Background: Failure to comply with clinical protocols and failure of communication to ensure delivery of the most appropriate timely clinical responses to patients whose conditions are acutely deteriorating have been shown to be significant causative factors associated with inhospital adverse events.
Objective: To determine whether automated clinical alerts increase compliance with an Early Warning Score (EWS) protocol and improve patient outcomes.
Methods: We performed a historically controlled study of bedside electronic capture of observations and automated clinical alerts. The primary outcome measure was hospital length of stay (LOS); secondary outcome measures were compliance with the EWS protocol, cardiac arrest incidence, critical care utilisation and hospital mortality.
Results: Between baseline and intervention, 1481 consecutive patients were recruited generating 13 668 observation sets.
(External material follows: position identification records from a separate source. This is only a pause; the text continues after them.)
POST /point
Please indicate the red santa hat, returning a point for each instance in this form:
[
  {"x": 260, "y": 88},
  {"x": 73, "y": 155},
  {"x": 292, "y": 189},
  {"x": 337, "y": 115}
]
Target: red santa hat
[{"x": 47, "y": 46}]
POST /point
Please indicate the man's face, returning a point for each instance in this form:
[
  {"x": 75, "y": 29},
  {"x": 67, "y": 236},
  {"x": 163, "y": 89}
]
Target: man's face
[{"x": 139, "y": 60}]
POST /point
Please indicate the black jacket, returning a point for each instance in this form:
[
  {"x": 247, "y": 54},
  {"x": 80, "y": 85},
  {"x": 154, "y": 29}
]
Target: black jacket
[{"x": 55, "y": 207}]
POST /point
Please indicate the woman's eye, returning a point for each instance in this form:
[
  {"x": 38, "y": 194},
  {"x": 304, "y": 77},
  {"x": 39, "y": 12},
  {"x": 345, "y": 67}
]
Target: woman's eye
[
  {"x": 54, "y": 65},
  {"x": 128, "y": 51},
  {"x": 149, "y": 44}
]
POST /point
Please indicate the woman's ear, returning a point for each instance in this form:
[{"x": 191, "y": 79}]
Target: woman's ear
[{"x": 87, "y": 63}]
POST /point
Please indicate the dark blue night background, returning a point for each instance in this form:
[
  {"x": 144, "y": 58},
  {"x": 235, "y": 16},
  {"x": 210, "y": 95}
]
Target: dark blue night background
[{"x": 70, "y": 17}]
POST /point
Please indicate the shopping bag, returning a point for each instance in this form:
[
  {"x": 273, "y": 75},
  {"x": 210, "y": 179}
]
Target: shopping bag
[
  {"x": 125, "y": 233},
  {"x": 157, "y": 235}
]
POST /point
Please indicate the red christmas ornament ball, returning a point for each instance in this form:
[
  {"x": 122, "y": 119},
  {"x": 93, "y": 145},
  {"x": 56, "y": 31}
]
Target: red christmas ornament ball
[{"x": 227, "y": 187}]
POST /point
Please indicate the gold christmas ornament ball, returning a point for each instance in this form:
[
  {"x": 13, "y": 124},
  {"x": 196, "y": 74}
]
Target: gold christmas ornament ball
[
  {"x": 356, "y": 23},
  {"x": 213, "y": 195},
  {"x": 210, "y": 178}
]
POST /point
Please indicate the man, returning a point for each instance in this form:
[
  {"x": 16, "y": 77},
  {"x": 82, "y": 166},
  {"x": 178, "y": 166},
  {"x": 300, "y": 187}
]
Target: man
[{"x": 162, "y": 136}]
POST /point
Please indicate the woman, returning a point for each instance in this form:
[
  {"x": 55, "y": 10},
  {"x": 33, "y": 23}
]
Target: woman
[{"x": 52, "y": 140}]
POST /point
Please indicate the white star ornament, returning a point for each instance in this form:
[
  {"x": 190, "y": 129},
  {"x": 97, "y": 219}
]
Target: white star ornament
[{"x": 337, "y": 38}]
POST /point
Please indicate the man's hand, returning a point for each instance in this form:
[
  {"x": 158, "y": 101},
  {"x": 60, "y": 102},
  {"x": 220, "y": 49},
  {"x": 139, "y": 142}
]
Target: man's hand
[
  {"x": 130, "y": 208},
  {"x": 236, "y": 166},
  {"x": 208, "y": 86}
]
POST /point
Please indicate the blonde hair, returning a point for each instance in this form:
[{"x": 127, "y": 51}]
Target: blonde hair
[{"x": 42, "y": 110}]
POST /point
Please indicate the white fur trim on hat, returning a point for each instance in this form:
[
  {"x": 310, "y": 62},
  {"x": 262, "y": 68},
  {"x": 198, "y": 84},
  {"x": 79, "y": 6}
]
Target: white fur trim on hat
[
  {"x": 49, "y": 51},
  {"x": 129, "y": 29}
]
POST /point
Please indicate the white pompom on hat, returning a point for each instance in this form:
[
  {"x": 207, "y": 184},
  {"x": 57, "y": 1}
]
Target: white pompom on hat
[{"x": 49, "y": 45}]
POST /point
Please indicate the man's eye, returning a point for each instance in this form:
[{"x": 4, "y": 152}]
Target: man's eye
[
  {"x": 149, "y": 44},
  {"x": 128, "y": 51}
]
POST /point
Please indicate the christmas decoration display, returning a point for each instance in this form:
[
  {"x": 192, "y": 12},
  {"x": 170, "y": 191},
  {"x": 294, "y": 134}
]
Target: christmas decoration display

There was a reduction in hospital LOS between the baseline and alert phase (9.7 days v 6.9 days, P < 0.001). EWS accuracy improved from 81% to 100% with electronic calculation. Clinical attendance to patients with EWS 3, 4 or 5 increased from 29% at baseline to 78% with automated alerts (P < 0.001). For patients with an EWS > 5, clinical attendance increased from 67% at baseline to 96% with automatic alerts (P < 0.001).
Conclusions: Electronic recording of patient observations linked to a computer system that calculates patient risk and then issues automatic graded alerts can improve clinical attendance to unstable general medical ward patients.